Setting aside my position on the piecemeal approach to generating buzz, there are two reasons these shorts kind of suck.

  1. Same is boring: These videos are very similar to the shorts made to create buzz around the Stingray launch. Do something different, something extraordinary.
  2. Lacks quality: I’m not a videographer, but the video above doesn’t appear to be in focus, the panning isn’t smooth and the text wobbles at the end. Maybe this is a new trend to appear user generated, but I expect professional content from a brand launching what will likely be one of its most expensive products.


My point: If you commit to short videos, shoot them with the same quality you would a TV spot. It'll be interesting to see if the quality of these short videos goes up or down as brands begin to offer them as ad units on Instagram / Facebook.

Will NEW Escalade forget OLD Escalade?

GM announced they were turning to indie rock photographer Autumn de Wilde to tell the story of the new Escalade.
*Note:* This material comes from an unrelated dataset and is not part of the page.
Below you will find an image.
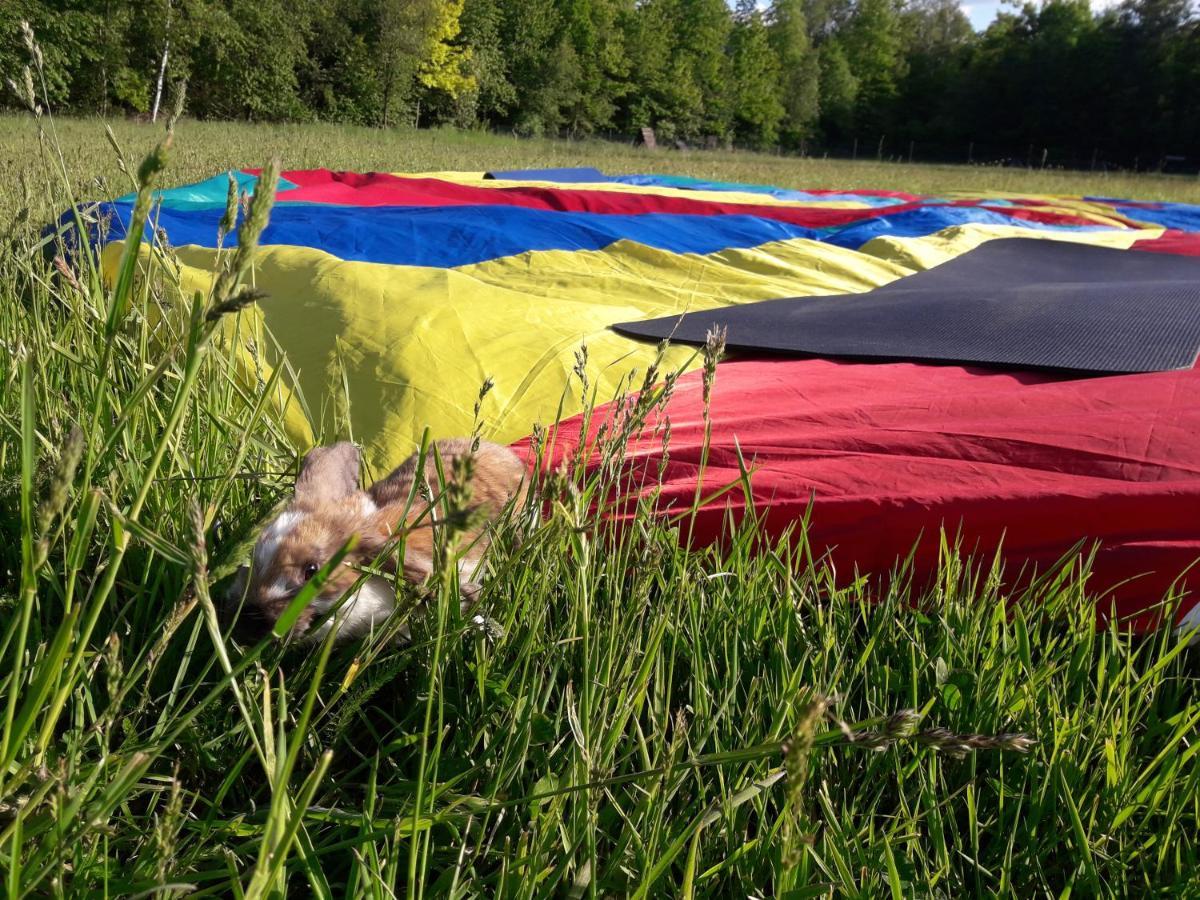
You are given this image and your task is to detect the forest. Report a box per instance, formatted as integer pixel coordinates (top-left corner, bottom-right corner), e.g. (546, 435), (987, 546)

Here deWilde talks about how she falls in love with her subjects: http://link.brightcove.com/services/playe…

From GM’s press release:

“De Wilde's vivid portraiture gives her the perfect lens with which to capture the 2015 Cadillac Escalade from an artistic perspective. The images she created highlight the sophistication, luxury, and iconic nature of the Escalade in an expression different than that of traditional automotive photography.”


It would appear that traditional photography just couldn’t capture this new Escalade. Could this signal some kind of massive reimagining of Escalade? Is Cadillac’s SUV having a Slim Shady to EMINEM moment of maturity?

I’m curious to see how GM might reimagine the Escalade. To many of us the SUV has always been a bold, in-your-face, luxurious people hauler covered in chrome that makes no apology for its glitter and glam. The Escalade is a rolling testament to personal modest financial success.

It’ll be interesting to see how things like sophistication and art factor into the new Escalade’s message.